The delight which Karl felt, at this dénouement of his dream, caused him to awake with a start, and with a joyful ejaculation upon his lips. It was suddenly suppressed, and followed by an expression of pain and disappointment. The happy passage had been only a dream,—a false delusion. The reality was as dark and gloomy as ever.
The interjections of Karl awoke his companions; and Karl perceived that Caspar was greatly excited. He could not see him, but he knew by his talk, that such was the case.
“I have been dreaming,” said Caspar, “a strange dream.”
“Dreaming! of what?”
“Oh! of lights, brother,—of lights,” replied Caspar.
Karl was deeply attentive,—almost superstitious. He fancied that Caspar had seen the same vision with himself,—it must have been something more than a dream!
“What lights, Caspar?”
“Oh! jolly lights,—lights enough to show us out. Hang me! if I think I dreamt it after all. By thunder! good brother, I believe I was half awake when the idea came into my mind. Capital idea, isn’t it?”
“What idea?” inquired Karl in surprise, and rather apprehensive that Caspar’s dream had deprived him of his senses. “What idea, Caspar?”
“Why, the idea of the candles, to be sure.”
“The candles! What candles?—Surely,” thought Karl, as he asked the question,—“surely my poor brother’s intellect is getting deranged,—this horrid darkness is turning his brain.”
“Oh! I have not told you my dream,—if it was a dream. I am confused. I am so delighted with the idea. We shall group no more in this hideous darkness,—we shall have light,—plenty of light, I promise you. Odd we did not think of the thing before!”
“But what is it, brother? What was your dream about?—Tell us that.”
“Well, now that I am awake, I don’t think it was a dream,—at least, not a regular one. I was thinking of the thing before I fell asleep, and I kept on thinking about it when I got to be half asleep; and then I saw my way clearer. You know, brother, I have before told you that when I have any thing upon my mind that puzzles me, I often hit upon the solution of it when I am about half dreaming; and so it has been in this case, I am sure I have got the right way at last.”

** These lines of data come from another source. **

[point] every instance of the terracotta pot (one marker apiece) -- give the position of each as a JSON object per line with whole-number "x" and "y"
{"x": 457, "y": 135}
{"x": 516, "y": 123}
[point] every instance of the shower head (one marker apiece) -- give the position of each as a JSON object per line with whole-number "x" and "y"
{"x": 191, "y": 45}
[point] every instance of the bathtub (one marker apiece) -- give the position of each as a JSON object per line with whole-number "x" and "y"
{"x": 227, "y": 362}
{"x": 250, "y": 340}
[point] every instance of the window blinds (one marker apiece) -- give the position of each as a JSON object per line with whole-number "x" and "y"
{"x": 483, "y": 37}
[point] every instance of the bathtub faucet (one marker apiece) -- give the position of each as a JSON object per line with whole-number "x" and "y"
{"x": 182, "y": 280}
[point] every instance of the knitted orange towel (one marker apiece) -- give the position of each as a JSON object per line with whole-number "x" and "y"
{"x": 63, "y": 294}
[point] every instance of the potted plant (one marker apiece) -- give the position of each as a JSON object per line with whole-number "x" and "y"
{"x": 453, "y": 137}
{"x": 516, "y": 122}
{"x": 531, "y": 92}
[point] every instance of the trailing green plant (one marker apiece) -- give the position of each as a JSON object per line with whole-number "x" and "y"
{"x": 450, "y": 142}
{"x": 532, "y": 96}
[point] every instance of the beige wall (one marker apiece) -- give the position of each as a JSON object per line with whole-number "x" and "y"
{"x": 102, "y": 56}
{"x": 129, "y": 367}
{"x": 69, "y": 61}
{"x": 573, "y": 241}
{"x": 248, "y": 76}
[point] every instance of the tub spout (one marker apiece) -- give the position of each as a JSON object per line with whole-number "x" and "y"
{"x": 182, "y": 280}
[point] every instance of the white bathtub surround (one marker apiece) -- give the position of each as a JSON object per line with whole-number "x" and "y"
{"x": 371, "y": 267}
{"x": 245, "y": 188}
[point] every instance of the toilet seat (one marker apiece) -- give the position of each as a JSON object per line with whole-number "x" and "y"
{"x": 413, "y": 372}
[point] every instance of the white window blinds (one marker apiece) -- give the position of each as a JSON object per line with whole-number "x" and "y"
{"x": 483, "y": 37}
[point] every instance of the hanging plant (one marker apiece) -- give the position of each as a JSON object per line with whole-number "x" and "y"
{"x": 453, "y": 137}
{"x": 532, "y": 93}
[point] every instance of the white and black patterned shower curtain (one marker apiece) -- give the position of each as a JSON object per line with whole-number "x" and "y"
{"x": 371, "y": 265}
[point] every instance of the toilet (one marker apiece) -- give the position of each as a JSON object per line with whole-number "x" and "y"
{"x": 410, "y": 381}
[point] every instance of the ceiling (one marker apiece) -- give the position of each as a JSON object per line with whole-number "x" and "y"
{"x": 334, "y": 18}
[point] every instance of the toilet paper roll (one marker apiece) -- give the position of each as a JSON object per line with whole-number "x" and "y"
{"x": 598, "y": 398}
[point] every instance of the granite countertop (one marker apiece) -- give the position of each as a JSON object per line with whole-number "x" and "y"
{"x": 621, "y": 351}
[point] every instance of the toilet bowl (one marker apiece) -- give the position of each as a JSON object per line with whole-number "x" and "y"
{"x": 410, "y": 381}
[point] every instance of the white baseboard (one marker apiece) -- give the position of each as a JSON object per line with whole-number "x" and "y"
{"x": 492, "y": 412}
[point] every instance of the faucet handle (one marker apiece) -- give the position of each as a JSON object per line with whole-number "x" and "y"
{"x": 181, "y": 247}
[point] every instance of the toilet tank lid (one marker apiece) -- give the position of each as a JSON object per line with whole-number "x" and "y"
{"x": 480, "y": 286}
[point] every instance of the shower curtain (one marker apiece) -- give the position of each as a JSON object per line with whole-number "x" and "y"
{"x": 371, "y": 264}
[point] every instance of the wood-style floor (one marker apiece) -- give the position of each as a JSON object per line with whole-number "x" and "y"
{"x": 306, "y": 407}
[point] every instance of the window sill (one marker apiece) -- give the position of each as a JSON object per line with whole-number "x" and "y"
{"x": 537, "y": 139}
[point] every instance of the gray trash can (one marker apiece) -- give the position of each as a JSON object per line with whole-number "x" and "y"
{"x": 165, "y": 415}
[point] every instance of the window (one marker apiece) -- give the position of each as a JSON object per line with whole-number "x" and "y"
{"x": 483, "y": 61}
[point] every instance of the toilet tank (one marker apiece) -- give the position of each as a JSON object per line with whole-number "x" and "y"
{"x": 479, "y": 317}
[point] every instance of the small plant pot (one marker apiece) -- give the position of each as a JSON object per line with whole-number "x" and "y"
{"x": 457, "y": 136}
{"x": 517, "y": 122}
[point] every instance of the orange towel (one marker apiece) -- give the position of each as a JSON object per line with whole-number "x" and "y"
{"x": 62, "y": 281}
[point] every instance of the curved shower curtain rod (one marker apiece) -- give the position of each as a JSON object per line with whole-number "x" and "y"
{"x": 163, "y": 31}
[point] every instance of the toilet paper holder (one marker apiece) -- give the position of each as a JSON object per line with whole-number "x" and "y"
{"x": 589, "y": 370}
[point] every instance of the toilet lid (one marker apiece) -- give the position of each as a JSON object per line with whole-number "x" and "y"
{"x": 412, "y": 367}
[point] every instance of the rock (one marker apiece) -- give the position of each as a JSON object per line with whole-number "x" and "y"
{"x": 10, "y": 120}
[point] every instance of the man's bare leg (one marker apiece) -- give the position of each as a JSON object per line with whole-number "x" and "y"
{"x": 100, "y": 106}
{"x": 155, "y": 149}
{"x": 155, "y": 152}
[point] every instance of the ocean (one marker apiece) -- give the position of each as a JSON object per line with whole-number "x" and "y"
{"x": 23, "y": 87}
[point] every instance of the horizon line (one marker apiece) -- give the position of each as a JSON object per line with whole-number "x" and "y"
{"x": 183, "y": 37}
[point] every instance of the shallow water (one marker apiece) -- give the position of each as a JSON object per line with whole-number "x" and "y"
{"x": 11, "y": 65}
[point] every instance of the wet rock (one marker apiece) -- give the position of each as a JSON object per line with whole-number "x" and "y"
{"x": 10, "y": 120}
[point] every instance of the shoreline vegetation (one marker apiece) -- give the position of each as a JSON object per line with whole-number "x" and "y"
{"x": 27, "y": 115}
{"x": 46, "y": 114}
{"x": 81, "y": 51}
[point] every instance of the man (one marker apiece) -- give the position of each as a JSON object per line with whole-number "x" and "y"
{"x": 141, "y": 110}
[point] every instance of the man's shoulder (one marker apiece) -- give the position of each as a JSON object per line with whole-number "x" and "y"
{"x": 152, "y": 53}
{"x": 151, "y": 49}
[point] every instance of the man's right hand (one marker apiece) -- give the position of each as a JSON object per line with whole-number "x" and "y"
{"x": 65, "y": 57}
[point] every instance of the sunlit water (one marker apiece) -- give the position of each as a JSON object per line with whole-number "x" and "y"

“Well, Caspar,—the right way to do what? The right way to get out of the cave?”
“I hope so, brother.”
“But what do you propose?”
“I propose that we turn tallow-chandlers.”

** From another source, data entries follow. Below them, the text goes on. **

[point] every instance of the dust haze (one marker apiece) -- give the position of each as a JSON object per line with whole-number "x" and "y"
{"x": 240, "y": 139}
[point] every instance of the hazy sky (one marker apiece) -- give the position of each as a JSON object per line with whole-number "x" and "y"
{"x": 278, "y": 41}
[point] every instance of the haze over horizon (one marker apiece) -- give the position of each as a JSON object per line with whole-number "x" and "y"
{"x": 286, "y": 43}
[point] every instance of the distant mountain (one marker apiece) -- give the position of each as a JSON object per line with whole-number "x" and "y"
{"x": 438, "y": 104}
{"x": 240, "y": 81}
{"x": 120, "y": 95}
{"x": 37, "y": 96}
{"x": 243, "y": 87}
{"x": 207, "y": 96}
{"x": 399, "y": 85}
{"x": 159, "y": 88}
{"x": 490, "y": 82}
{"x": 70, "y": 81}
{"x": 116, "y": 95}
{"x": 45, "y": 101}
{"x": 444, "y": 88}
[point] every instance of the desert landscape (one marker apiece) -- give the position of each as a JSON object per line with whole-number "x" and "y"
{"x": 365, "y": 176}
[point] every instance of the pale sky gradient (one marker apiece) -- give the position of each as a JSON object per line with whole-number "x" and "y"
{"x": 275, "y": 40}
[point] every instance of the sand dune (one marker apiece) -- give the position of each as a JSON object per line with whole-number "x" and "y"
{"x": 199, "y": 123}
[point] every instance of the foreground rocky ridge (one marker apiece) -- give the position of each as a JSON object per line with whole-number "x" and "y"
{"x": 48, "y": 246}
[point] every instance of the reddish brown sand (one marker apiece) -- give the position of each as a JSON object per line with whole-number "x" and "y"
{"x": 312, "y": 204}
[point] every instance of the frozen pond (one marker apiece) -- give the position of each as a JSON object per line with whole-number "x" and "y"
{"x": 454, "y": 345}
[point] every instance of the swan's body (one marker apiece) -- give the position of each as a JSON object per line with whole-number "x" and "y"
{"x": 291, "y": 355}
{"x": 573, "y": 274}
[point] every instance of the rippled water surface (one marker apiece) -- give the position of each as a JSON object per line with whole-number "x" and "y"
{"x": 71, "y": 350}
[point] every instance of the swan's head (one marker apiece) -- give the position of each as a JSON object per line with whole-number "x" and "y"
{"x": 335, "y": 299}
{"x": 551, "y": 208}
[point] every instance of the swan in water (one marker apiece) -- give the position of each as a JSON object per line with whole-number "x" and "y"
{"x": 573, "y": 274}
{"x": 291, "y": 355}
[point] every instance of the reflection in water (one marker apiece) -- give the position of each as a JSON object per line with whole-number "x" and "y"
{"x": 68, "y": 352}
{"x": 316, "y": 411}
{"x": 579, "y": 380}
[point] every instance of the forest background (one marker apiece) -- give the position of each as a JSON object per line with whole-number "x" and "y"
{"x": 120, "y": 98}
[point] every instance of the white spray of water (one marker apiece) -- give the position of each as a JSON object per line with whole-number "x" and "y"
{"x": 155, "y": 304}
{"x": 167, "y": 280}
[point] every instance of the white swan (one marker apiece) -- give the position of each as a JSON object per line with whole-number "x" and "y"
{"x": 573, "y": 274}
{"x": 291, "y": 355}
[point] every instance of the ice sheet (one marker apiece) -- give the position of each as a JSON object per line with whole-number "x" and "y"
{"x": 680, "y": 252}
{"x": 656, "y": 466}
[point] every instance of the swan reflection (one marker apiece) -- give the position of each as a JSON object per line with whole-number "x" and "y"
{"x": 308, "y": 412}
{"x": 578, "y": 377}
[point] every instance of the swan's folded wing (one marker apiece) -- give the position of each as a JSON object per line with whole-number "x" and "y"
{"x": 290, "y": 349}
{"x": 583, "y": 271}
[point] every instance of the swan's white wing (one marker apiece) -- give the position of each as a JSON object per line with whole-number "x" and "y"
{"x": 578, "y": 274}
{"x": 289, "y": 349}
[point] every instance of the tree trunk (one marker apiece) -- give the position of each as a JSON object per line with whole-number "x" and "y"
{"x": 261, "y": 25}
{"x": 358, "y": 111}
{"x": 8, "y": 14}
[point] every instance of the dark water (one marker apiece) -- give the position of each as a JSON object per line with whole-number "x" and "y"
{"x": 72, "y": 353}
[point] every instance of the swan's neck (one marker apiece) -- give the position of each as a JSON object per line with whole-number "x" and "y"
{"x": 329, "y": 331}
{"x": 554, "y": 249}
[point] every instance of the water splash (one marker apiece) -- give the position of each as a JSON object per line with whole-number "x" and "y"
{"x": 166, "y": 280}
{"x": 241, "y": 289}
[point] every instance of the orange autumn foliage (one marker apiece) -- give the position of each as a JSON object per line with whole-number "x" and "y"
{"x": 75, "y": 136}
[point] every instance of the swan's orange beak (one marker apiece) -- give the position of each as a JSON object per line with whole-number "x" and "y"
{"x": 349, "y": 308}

“Tallow-chandlers! Poor boy!” soliloquised Karl; “I thought as much. O merciful Heaven, my dear brother! his reason is gone!”

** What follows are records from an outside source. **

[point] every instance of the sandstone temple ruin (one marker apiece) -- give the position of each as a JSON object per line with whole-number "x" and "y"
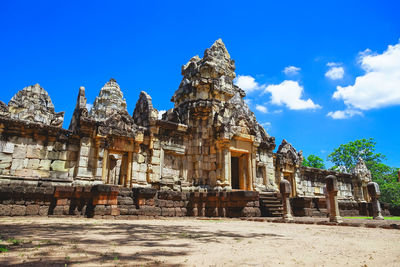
{"x": 208, "y": 156}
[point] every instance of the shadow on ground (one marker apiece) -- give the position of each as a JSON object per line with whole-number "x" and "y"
{"x": 97, "y": 241}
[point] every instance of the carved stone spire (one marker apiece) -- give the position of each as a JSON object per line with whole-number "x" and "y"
{"x": 208, "y": 78}
{"x": 361, "y": 171}
{"x": 4, "y": 110}
{"x": 34, "y": 104}
{"x": 144, "y": 113}
{"x": 80, "y": 110}
{"x": 109, "y": 102}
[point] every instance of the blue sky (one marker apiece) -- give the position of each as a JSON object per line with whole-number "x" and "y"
{"x": 142, "y": 44}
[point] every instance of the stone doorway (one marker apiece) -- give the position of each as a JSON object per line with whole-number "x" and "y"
{"x": 235, "y": 173}
{"x": 117, "y": 169}
{"x": 290, "y": 177}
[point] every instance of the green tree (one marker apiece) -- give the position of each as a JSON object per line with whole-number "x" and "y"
{"x": 314, "y": 162}
{"x": 346, "y": 156}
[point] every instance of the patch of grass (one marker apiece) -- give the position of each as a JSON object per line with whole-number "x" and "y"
{"x": 14, "y": 241}
{"x": 187, "y": 235}
{"x": 394, "y": 218}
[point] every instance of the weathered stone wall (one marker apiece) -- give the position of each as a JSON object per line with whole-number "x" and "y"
{"x": 311, "y": 183}
{"x": 36, "y": 153}
{"x": 102, "y": 201}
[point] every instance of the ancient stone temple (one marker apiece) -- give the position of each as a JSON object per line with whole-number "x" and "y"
{"x": 208, "y": 154}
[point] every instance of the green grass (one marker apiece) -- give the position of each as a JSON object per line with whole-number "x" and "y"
{"x": 394, "y": 218}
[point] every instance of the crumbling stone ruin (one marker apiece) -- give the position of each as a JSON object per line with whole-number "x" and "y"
{"x": 207, "y": 156}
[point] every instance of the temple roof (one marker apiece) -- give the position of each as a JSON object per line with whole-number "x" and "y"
{"x": 34, "y": 104}
{"x": 110, "y": 101}
{"x": 208, "y": 78}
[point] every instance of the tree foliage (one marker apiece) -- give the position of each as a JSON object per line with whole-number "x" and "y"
{"x": 314, "y": 162}
{"x": 346, "y": 156}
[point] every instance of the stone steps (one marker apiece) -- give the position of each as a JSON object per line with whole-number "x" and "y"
{"x": 271, "y": 204}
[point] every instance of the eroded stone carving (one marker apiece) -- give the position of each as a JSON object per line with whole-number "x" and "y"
{"x": 361, "y": 171}
{"x": 144, "y": 113}
{"x": 4, "y": 110}
{"x": 109, "y": 102}
{"x": 34, "y": 104}
{"x": 287, "y": 155}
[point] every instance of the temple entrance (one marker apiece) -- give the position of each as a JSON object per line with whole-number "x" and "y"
{"x": 235, "y": 173}
{"x": 116, "y": 169}
{"x": 290, "y": 177}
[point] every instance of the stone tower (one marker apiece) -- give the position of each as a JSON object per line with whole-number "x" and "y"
{"x": 110, "y": 101}
{"x": 34, "y": 104}
{"x": 224, "y": 134}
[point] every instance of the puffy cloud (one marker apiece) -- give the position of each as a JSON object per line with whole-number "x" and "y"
{"x": 335, "y": 71}
{"x": 266, "y": 125}
{"x": 291, "y": 70}
{"x": 261, "y": 108}
{"x": 289, "y": 93}
{"x": 247, "y": 83}
{"x": 379, "y": 86}
{"x": 160, "y": 113}
{"x": 343, "y": 114}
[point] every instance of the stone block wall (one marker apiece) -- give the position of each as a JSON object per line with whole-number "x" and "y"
{"x": 310, "y": 182}
{"x": 105, "y": 201}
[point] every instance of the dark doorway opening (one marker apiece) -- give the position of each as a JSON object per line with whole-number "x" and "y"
{"x": 235, "y": 172}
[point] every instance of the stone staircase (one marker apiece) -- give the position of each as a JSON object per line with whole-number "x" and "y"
{"x": 271, "y": 204}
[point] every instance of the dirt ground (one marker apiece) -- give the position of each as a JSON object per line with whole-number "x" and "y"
{"x": 34, "y": 241}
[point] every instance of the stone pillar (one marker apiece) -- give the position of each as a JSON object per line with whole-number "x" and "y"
{"x": 104, "y": 166}
{"x": 226, "y": 167}
{"x": 328, "y": 206}
{"x": 129, "y": 171}
{"x": 332, "y": 188}
{"x": 285, "y": 189}
{"x": 374, "y": 193}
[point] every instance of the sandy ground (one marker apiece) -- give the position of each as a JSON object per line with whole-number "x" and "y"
{"x": 192, "y": 242}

Such were Karl’s painful surmises, though he kept them to himself.
“Yes, tallow-chandlers,” continued Caspar, in the same half-earnest, half-jocular way, “and make us a full set of candles.”
“And of what would you make your candles, dear Caspar?” inquired Karl, in a sympathising tone, and with the design of humouring his brother, rather than excite him by contradiction.
“Of what,” echoed Caspar, “what but the fat of this great bear?”
“Ha!” ejaculated Karl, suddenly changing his tone, as he perceived that Caspar’s madness had something of method in it, “the fat of the bear, you say?”
“Certainly, Karl. Isn’t his stomach as full of tallow as it can stick? and what’s to hinder us to make candles out of it that will carry us all over the cave,—and out of it, I fancy, unless it be the greatest maze that Nature has ever made out of rock-work?”
Karl was no longer under the belief that his brother had gone mad. On the contrary, he saw that the latter had conceived a very fine idea; and though it did not yet appear how the thing was to be carried out, Karl fancied that there was something in it. His sweet dream recurred to him, and this he now regarded as ominous of the success of some plan of escape,—perhaps by the very means which Caspar had suggested,—by making candles out of “bear’s grease!”
These were pleasant thoughts, but to Karl the pleasantest thought of all was the returning conviction that Caspar was still in his senses!